Upcoming Seminars
Tuesday, May 12, 2026 (11h30-12h30) (SGS)
- Jason Altschuler: Negative Stepsizes Make Gradient-Descent-Ascent Converge
Abstract
Solving min-max problems is a central question in optimization, games, learning, and controls. Arguably the most natural algorithm is Gradient-Descent-Ascent (GDA), however since the 1970s, conventional wisdom has argued that it fails to converge even on simple problems. This failure spurred the extensive literature on modifying GDA with extragradients, optimism, momentum, anchoring, etc. In contrast, we show that GDA converges in its original form by simply using a judicious choice of stepsizes. The key innovation is the proposal of unconventional stepsize schedules that are time-varying, asymmetric, and (most surprisingly) periodically negative. We show that all three properties are necessary for convergence, and that altogether this enables GDA to converge on the classical counterexamples (e.g., unconstrained convex-concave problems). The core intuition is that although negative stepsizes make backward progress, they de-synchronize the min/max variables (overcoming the cycling issue of GDA) and lead to a slingshot phenomenon in which the forward progress in the other iterations is overwhelmingly larger. This results in fast overall convergence. Geometrically, the slingshot dynamics leverage the non-reversibility of gradient flow: positive/negative steps cancel to first order, yielding a second-order net movement in a new direction that leads to convergence and is otherwise impossible for GDA to move in. Joint work with Henry Shugart.
Wednesday, May 20, 2026 (11h-12h) (SGS)
- Ana Stoica: TBA
Past Seminars
Group Meeting Thursday, April 16, 2026 (10h-12h) (SGM)

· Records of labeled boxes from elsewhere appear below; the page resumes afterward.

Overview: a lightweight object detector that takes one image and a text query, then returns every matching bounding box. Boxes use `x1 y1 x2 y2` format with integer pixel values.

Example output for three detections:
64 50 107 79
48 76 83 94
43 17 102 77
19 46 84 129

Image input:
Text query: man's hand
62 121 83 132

- Clément Bonet: Introduction to First-order Optimization Methods in Wasserstein Space.
Abstract
As the problem of minimizing functionals on the Wasserstein space encompasses many applications in machine learning, different optimization algorithms on Rd have received their counterpart analog on the Wasserstein space. We will first focus on lifting the mirror descent algorithm. This algorithm has been introduced to better capture the geometry of the function to minimize and is provably convergent under appropriate (namely relative) smoothness and convexity conditions. Adapting these notions to the Wasserstein space, we prove guarantees of convergence of some Wasserstein-gradient-based discrete-time schemes for new pairings of objective functionals and regularizers. Then, we will focus on lifting the Convex-Concave procedure which is tailored to deal with Difference-of-Convex functionals. - Anna Korba: A Computable Measure of Suboptimality for Entropy-Regularised Variational Objectives.
Abstract
Several emerging post-Bayesian methods target a probability distribution for which an entropy-regularised variational objective is minimised. This increased flexibility introduces a computational challenge, as one loses access to an explicit unnormalised density for the target. To mitigate this difficulty, we introduce a novel measure of suboptimality called ‘gradient discrepancy’, and in particular a ‘kernel’ gradient discrepancy (KGD) that can be explicitly computed. In the standard Bayesian context, KGD coincides with the kernel Stein discrepancy (KSD), and we obtain a novel characterisation of KSD as measuring the size of a variational gradient. Outside this familiar setting, KGD enables novel sampling algorithms to be developed and compared, even when unnormalised densities cannot be obtained. To illustrate this point several novel algorithms are proposed and studied, including a natural generalisation of Stein variational gradient descent, with applications to mean-field neural networks and predictively oriented posteriors presented. On the theoretical side, our principal contribution is to establish sufficient conditions for desirable properties of KGD, such as continuity and convergence control. From https://arxiv.org/abs/2509.10393. - Pierre-Cyril Aubin-Frankowski: A gradient flow for every c(x, y) cost: EVI-inspired convexity.
Abstract
How to go beyond the square distance d^2 in optimization algorithms and flows in metric spaces? Rooted in cross-differences, the convergence theory to the continuous flow is investigated is based on a (discrete) evolution variational inequality (EVI) which enjoys similar properties to the EVI with d^2 regularizer. This provides a theoretical framework for studying splitting schemes beyond the usual implicit Euler in gradient flows. This talk is based on the works https://arxiv.org/abs/2305.04917 with Flavien Léger (INRIA Paris), and https://arxiv.org/abs/2505.00559 (Journal of Functional Analysis 2026) with Giacomo Sodini and Ulisse Stefanelli (Uni Vienna).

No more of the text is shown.